Using M1 dedicated encoder/decoder


For everyone who found this page by just Ducking and wants to know the magical incantations required to make the M1 tango with FFMPEG, here it is:


h264_videotoolbox


or, in context:


ffmpeg -i input.mp4 -c:v h264_videotoolbox output_h264_VT.mp4


 


The conversion is happening at a staggering 7.56x, so a 29 minutes file only takes 3:50 to re-encode! 






Unfortunately, I immediately notice that the video now has visible artifacts… it really looks a lot worse 😢 





We do get a very small file though, it’s only 90,8 MB for half an hour of full-HD video. But like I said, it’s no fun to watch a horrible mangled video like this.

 
H.265 to the rescue?


Maybe using the newer H.265/HEVC codec will make the video look better?

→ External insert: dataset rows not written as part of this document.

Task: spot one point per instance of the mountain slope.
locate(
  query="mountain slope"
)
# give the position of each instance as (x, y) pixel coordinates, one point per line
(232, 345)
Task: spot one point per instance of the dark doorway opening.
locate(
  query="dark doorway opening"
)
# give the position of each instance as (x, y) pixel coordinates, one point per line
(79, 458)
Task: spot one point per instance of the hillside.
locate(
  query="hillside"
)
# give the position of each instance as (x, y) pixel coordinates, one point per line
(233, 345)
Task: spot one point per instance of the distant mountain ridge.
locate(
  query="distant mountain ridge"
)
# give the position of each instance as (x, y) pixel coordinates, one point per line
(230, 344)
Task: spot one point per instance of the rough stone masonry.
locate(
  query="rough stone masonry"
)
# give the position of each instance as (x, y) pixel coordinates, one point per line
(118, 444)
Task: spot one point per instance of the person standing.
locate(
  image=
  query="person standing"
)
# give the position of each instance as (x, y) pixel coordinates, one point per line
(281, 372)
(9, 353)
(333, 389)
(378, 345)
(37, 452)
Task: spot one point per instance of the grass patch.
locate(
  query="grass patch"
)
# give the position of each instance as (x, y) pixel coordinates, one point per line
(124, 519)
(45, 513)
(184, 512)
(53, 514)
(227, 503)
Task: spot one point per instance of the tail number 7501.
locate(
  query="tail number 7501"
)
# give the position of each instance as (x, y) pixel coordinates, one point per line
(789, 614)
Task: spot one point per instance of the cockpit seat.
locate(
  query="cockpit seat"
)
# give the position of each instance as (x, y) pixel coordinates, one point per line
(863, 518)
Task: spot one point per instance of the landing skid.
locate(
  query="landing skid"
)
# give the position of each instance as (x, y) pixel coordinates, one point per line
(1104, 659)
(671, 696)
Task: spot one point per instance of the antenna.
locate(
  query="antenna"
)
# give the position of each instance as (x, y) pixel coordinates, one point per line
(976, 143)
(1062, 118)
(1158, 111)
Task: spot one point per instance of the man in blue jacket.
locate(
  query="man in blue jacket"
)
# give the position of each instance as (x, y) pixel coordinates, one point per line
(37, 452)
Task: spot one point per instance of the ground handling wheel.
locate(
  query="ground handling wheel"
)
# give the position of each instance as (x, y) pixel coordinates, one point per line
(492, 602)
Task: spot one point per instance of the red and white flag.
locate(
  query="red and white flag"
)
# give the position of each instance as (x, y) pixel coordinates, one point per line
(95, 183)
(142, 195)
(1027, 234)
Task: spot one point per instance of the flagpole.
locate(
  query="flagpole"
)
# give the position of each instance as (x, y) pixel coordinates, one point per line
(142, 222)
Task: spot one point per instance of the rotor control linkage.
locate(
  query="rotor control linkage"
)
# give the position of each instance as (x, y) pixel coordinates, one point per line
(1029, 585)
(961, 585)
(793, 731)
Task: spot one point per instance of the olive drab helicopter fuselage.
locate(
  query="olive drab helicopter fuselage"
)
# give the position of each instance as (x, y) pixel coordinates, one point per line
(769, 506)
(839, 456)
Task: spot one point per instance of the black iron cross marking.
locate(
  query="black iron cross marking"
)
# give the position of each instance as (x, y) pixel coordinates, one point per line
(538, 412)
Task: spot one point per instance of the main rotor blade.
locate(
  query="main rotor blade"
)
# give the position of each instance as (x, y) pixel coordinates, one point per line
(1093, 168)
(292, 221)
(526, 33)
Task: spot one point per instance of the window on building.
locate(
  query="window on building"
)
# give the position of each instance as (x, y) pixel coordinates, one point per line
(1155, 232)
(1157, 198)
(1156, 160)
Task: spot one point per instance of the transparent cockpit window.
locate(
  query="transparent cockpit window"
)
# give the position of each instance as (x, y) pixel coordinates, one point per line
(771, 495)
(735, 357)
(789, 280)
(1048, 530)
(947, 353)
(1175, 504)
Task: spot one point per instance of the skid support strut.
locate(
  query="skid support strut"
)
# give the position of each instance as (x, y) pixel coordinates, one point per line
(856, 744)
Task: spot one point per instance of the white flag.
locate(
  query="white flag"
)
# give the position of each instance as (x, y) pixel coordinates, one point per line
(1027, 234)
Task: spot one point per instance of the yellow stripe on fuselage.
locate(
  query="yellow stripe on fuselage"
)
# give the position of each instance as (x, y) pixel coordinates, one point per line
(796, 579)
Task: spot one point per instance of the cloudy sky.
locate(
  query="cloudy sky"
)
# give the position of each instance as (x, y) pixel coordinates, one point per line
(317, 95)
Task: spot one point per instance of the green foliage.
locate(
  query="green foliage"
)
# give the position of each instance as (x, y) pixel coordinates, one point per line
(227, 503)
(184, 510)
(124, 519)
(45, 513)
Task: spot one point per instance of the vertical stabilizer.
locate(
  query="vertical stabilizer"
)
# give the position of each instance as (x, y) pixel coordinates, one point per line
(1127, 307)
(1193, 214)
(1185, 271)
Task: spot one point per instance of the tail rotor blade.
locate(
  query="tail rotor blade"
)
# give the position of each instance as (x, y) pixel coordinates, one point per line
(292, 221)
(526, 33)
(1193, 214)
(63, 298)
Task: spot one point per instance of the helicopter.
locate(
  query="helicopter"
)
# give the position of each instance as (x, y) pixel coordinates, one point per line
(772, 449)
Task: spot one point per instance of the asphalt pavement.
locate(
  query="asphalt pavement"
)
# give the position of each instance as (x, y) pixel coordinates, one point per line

The full command now reads:


ffmpeg -i input.mp4 -c:v hevc_videotoolbox -tag:v hvc1 output_h265_VT.mp4


  • The option -tag:v hvc1” is added to make sure QuickTime will still recognize the file format… again, don’t ask me why this is necessary. 



Okay… We get a similar compression time of 3:46 minutes. The output file is now 203,5 MB, which is still a 50% reduction from the original. 






There are still artifacts visible in the resulting video file. 🤔 


Now, if we instead use the old-fashioned and laptop boiling method of running the compression over the CPU instead of the dedicated circuitry, maybe the file will be higher quality?


ffmpeg -i input.mp4 -c:v libx265 -tag:v hvc1 output_libx_h265.mp         


40 minutes and a burnt lap later…


Yes, we do have an even smaller file (just 184.6MB now), which also has a better looking video quality 😊 


Conclusions

Hevc_videotoolbox gives you a very fast compression but with an abysmal video quality.
Libx265 will make you wait, for a much better looking and smaller video.